Daniel Green estime que depuis 10 ans, plus de 750 000 litres d'eau sale ont été déversés dans la rivière Jean-Noël.
Daniel Green estime que depuis 10 ans, plus de 750 000 litres d'eau sale ont été déversés dans la rivière Jean-Noël.

Rivière polluée à St-Irénée: un toxicologue fustige le ministère de l'Environnement

Sylvain Desmeules
Le Soleil
L'environnementaliste Daniel Green affirme que le ministère de l'Environnement du Québec a fait «preuve d'incompétence ou d'aveuglement volontaire» dans un dossier de pollution d'une rivière.        
Le toxicoloque Daniel Green, qui copréside la Société pour vaincre la pollution (SVC), a publié les résultats d'une enquête menée en décembre 2009 sur l'entreprise Sani-Charlevoix, gestionnaire de boues d'épuration. Comme l'avait exposé l'émission La facture en février dernier, la SVC conclut à «un acte de pollution».

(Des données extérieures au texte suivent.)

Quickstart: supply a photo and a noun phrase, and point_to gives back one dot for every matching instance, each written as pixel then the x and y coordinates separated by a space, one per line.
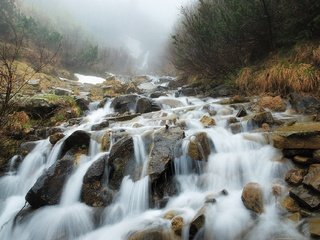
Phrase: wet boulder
pixel 157 94
pixel 103 102
pixel 134 103
pixel 316 155
pixel 290 204
pixel 48 188
pixel 258 119
pixel 295 176
pixel 78 139
pixel 100 126
pixel 276 104
pixel 177 225
pixel 314 227
pixel 304 104
pixel 297 136
pixel 93 193
pixel 252 197
pixel 82 103
pixel 312 179
pixel 199 147
pixel 207 121
pixel 26 148
pixel 197 223
pixel 160 165
pixel 54 138
pixel 39 107
pixel 153 234
pixel 306 198
pixel 146 105
pixel 242 112
pixel 62 91
pixel 105 141
pixel 120 162
pixel 124 103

M. Green estime que l'entreprise a notamment déversé en 10 ans, dans un affluent de la rivière Jean-Noël à Saint-Irénée, plus de 750 000 litres d'eau sale et d'excréments, résultats de débordements de bassins. Mais plus grave encore, il croit que le gouvernement a fermé les yeux : «Soit il est incompétent parce qu'il ne comprend pas, soit il est incompétent parce qu'il ne vérifie pas, mais dans les deux cas, c'est de l'incompétence», lance le coloré enquêteur environnemental.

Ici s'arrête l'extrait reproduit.